A Hidden Solution to Problem Solving

Would you become a patient at a hospital where the mortality rate was one in ten?  You might think that this hospital was dealing with a deadly disease and doing the best they could with a tragic illness.  However, this is the statistic that women who were giving birth faced when they came to Vienna’s General Hospital in the mid-1800’s.

A Problem Solving Story

One of the doctors at this research hospital wanted to find out why.  He noticed that patients who gave birth in the mid-wife ward had a lower mortality rate of 1 in 50.  He tried to figure out what was different between these two wards and nothing seemed to resolve the issue.  Then this doctor left for a four month leave of absence.  When he came back, he learned that while he was gone that the mortality rate had gotten significantly better.  The doctor was faced with an answer he had not considered before.  Maybe HE was the problem.

This led him to finding the ultimate solution.  Doctors in this research hospital were doing work with cadavers, and they were not sterilizing their hands between work with the cadavers and with living patients.  As soon as the doctors started to sterilize their hands before examining any patient, the death rate immediately fell to one in a hundred.

This actual hospital case history is shared in the book, Leadership and Self-Deception, by The Arbinger Institute.  For me, the story of this doctor is one that we all fall prey to.  Often when we have a problem, we first want to look outside of ourselves.

Our Role in Problem Solving

Yet, I have found that the most effective step to resolving problems comes when we first look at ourselves.  I will share a story from my own life with my daughter.  When she comes home from school, we always have homework to tackle.  I often saw homework as a task and a hurdle to getting through all of the other things that needed to be accomplished that day.  In doing this, I also started to view my daughter as an object and a task in my day.

The anxiety in me would build.  As soon as my daughter came through the door to our home, I was taking her through a long list of tasks and treating her like a task.  She needed to eat her snack, read her book, practice her spelling, etc.  However, my daughter did not want to cooperate.   Math problems that should not have taken long, got drawn out.  Arguments would ensue about whether she spelled a spelling word right.  You get the picture.

It was easy to think that my daughter was the problem.  She just needed an attitude adjustment.  Or, it was easy to blame the school.  Why do they have to give so much homework?  But none of those “reasons” (or should I say excuses and blame) led to a solution.  The solution became evident when I started to look at myself.
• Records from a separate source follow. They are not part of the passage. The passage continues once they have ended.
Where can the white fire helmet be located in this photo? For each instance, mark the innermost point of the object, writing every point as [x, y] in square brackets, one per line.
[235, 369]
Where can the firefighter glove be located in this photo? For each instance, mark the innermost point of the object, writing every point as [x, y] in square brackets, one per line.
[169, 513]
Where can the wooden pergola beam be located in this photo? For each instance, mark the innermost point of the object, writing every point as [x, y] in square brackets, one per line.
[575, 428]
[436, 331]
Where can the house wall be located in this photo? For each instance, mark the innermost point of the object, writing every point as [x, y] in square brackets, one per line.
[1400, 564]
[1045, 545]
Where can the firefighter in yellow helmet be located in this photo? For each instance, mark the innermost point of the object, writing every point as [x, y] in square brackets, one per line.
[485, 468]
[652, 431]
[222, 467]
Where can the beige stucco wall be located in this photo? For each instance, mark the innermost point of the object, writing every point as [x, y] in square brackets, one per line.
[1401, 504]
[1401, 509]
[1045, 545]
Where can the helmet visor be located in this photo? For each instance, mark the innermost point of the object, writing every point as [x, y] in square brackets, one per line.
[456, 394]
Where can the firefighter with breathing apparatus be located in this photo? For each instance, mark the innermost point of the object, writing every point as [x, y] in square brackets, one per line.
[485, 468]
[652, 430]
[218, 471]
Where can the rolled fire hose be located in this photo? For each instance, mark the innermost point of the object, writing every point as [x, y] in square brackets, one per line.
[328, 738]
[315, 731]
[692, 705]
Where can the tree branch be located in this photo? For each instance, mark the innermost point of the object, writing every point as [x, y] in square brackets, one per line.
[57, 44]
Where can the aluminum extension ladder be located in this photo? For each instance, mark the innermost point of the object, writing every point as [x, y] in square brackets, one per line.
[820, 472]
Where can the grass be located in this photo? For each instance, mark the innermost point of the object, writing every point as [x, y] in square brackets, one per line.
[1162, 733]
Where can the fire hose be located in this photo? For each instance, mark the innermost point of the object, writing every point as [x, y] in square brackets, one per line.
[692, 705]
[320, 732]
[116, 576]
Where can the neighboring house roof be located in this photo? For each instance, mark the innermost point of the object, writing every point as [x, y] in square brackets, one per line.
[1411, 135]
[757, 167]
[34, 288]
A Problem Solving Solution

The problem was my heart attitude and how I was viewing her.  I was seeing my daughter as an “object” blocking the way to a goal or result, instead of viewing her as a “person” with thoughts and feelings just like me.  I was not being very loving or caring.  How do you respond at work when someone treats you like an obstacle instead of a person?  Does this inspire you to work as a team, or do you instead fulfill that person’s expectation of you by becoming that obstacle to getting work done?

So, I changed my way of being with my daughter.  Notice that I said “way of being” not “way of doing.”  It is not just doing the right interpersonal behaviors but about a right heart attitude.  When she walked in the door from school, I sought to know her as a person.  I got her a snack and just asked questions about her day and really listened.  I asked what homework she wanted to do first because I really valued her opinion.  By changing my way of being with her, she began to cooperate.  And guess what?  Homework got done in record time to reach our goals and results for the evening.

So when you notice a problem, take time to look within first.  What is your way of being?  How do you perceive people around you?  Do you see them as people or objects?  As you see them as people, can you feel the change at a heart level within yourself?  The secret is looking within, to not just doing the right behaviors but also having the right heart attitude and perspective of others.